それを告げると、やっと折れてくれ一緒に逃げる事を決意してくれた。
そして、色々あった数ヶ月間のことをゆっくり話し始め、次第に本当はずっと一人で不安だったこと、この先どうしたらいいか分からないことを話してくれた。
こんなに小さくなっている彼女を見たのは初めてで、私は彼女を抱きしめた。
「うぐっ……痛い。」
「あ、ごめん。」
強く抱きしめすぎた。
そしてそこから、これまで話してくれなかった家庭環境や、生い立ちなんかも泣きそうになりながら、ぽつりぽつりと話し出す。
「え……そんな事があったの……?」
私は言葉を失った。だって彼女の人生はあまりにも辛い、辛すぎる。
小さい頃に親を亡くし、家族と言える存在が唯一血の繋がっている兄しか居らず、しかしその兄とも物心つく前に分かれてしまった為、記憶がほぼない。そして引き取られた遠い親戚からは毎日虐待を受け、中学のときにあるきっかけで家出に成功した後はどうにか自力で生きてきた。
というのが、簡潔的な彼女の生い立ちだ。
生まれて初めて頼ったのが君だったと言われ嬉しくもあったが、私なんかで良かったのだろうかとも思った。
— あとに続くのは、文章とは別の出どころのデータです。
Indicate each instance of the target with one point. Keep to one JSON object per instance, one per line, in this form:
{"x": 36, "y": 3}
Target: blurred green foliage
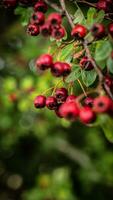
{"x": 43, "y": 157}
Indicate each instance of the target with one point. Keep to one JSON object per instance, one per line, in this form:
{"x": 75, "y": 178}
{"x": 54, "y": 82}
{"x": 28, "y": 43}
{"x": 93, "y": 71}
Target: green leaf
{"x": 75, "y": 74}
{"x": 106, "y": 123}
{"x": 110, "y": 64}
{"x": 103, "y": 50}
{"x": 78, "y": 17}
{"x": 89, "y": 77}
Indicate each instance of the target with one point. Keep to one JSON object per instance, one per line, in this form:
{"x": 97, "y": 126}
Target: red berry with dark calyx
{"x": 40, "y": 101}
{"x": 87, "y": 115}
{"x": 71, "y": 98}
{"x": 110, "y": 29}
{"x": 69, "y": 110}
{"x": 57, "y": 69}
{"x": 98, "y": 31}
{"x": 9, "y": 3}
{"x": 88, "y": 101}
{"x": 55, "y": 19}
{"x": 44, "y": 62}
{"x": 79, "y": 31}
{"x": 45, "y": 30}
{"x": 33, "y": 30}
{"x": 40, "y": 6}
{"x": 66, "y": 69}
{"x": 38, "y": 18}
{"x": 86, "y": 64}
{"x": 102, "y": 104}
{"x": 58, "y": 33}
{"x": 61, "y": 94}
{"x": 51, "y": 103}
「じゃあ私、これからずっとあなたの傍に居る。約束する。絶対離れないから。」
「ハハッ、なんじゃそりゃ。でも……うん。ありがとう。」
そこから2人で作戦を練る。
彼女は警察へ顔が破れているため、もし嗅ぎつけられていた場合は私達が一緒に行動することはできない。もし見つかってしまえば彼女は即逮捕だろう。
そこで私は変装用のウイッグ、服、メイク道具等を揃え彼女に変装してもらい、待ち合わせをして合流することにした。
普段は男性にしか見えない彼女だが、それなりの格好をすれば、私やその辺に居る女性よりも綺麗になれるだろうと思い、作戦には打って付けだと思った。
「お願いお願い!」
「ぜっっったいに嫌だ!もっと他に良い方法あるだろ!」
「手っ取り早いのはこれしかないって!」
半分無理やり変装させてみた。やっぱり、女性の姿になった彼女はとても魅力的で綺麗だった。
「すごい……綺麗。」
「あぁ?悪い冗談やめてよマジで。」
不貞腐れる彼女だったが、急に何かを思い出したようにちょっと行きたい所があると言い出した。
私は不安だから一緒に居ようと言ったが、彼女はどうしても一人で行きたいと言って聞かなかったので、数時間後に待ち合わせをすることを約束した。
「絶対ね、無事で居て。」
「うん、大丈夫。任せとけって!」
解散したあと数時間が経ち、予定通りの時刻。不安になりながら移動していたが、私の方は案外簡単に合流場所まで行くことができた。
後は彼女からの連絡を待つのみ。
しかし、合流していてもいい時間に彼女は来なかった。心配していると、そこから数十分程経った頃に電話が来た。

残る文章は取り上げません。